Goals
More about SensiBlend
Unique workshop in terms of format and objectives, as compared to traditional workshops
SensiBlend is both a meta-workshop and a living experiment. As a meta-workshop, it seeks to scrutinize the future of remote, hybrid, and blended experiences within professional and social contexts—not just limited to interpersonal interactions at work or beyond, but also extending to forums, workshops, and conferences—and how they interact with tools and spaces. As a living experiment involving the attendees of the workshop, we aim to employ novel remote-working tools and participatory sensing of attendees’ physical and physiological attributes, to elicit potential routes of augmenting social practices in a discourse about the future of remote working, learning, and living. We will employ the policy of ‘BYODS’ – i.e. bring your own devices and sensors, to gather blended experiences during the workshop. The diverse and rich data collected during the workshop about attendees’ perceptions and experiences will be a valuable resource for future analysis (done collaboratively with all the participants), and importantly, an evidence-based repertoire of blended experiences and ground-truths to design novel technological interventions as well as to guide the agenda for future discourses and research.

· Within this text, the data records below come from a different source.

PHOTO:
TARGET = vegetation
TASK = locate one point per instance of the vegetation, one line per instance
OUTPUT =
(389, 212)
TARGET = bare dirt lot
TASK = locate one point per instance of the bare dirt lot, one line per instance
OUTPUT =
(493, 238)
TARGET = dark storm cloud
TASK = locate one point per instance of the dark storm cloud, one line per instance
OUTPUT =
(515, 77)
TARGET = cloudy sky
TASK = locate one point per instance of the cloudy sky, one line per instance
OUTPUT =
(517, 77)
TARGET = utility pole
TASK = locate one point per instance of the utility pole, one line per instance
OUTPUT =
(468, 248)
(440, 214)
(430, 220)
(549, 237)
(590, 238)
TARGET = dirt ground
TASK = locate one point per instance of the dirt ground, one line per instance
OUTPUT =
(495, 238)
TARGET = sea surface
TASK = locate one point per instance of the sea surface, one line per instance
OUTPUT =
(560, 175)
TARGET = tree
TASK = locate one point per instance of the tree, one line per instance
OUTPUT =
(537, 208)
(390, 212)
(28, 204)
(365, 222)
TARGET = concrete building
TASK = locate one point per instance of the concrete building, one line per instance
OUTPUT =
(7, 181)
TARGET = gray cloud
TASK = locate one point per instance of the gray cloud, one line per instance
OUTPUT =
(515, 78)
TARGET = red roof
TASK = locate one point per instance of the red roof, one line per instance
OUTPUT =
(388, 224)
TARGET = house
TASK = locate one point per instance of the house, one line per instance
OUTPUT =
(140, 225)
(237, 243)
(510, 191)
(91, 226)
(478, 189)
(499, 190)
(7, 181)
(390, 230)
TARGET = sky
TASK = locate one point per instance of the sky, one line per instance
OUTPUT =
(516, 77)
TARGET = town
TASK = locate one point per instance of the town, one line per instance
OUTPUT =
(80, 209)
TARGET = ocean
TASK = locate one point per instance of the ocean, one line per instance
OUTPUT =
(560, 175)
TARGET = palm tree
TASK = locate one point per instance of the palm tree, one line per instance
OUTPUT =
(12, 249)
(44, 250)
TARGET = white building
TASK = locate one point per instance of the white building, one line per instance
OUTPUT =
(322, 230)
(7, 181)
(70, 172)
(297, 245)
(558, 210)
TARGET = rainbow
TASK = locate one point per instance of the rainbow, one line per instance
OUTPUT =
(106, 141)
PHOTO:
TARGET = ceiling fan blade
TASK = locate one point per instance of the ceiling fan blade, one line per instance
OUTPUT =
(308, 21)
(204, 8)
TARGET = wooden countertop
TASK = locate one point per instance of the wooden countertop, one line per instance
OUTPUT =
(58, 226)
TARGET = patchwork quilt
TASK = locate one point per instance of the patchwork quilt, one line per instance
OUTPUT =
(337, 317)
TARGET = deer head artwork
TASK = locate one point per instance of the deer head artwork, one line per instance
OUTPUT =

We aim SensiBlend to be an interdisciplinary forum that brings together researchers and practitioners from academia and industry. We expect participants from the domains of Ubiquitous Computing, HCI, ICMI, CSCW, but also from the disciplines of Industrial Design, Social Cognition, Architecture, and Urban Sciences. In particular, the goal of this workshop is to collaboratively:
Assess the evolving socio-technical themes, concerns, and unanswered questions in relation to remote and rather isolated interpersonal and professional interactions, followed by developing them into clusters which are shared and critiqued among workshop attendees
Depict the space of design possibilities in terms of technological and environmental interventions.
Envision new sensing and data-acquisition paradigms to responsibly and accurately gather physical, physiological, and experiential qualities.
Explore novel and hybrid methods for experimentation “in- the-wild” which are adapted to blended experiences.
Initiate discourse around the future of “blended social” and co-create research agenda(s) for meaningfully addressing it.
Consolidate an international network of researchers to further develop these research agendas through funding proposals and through steering future funding instruments.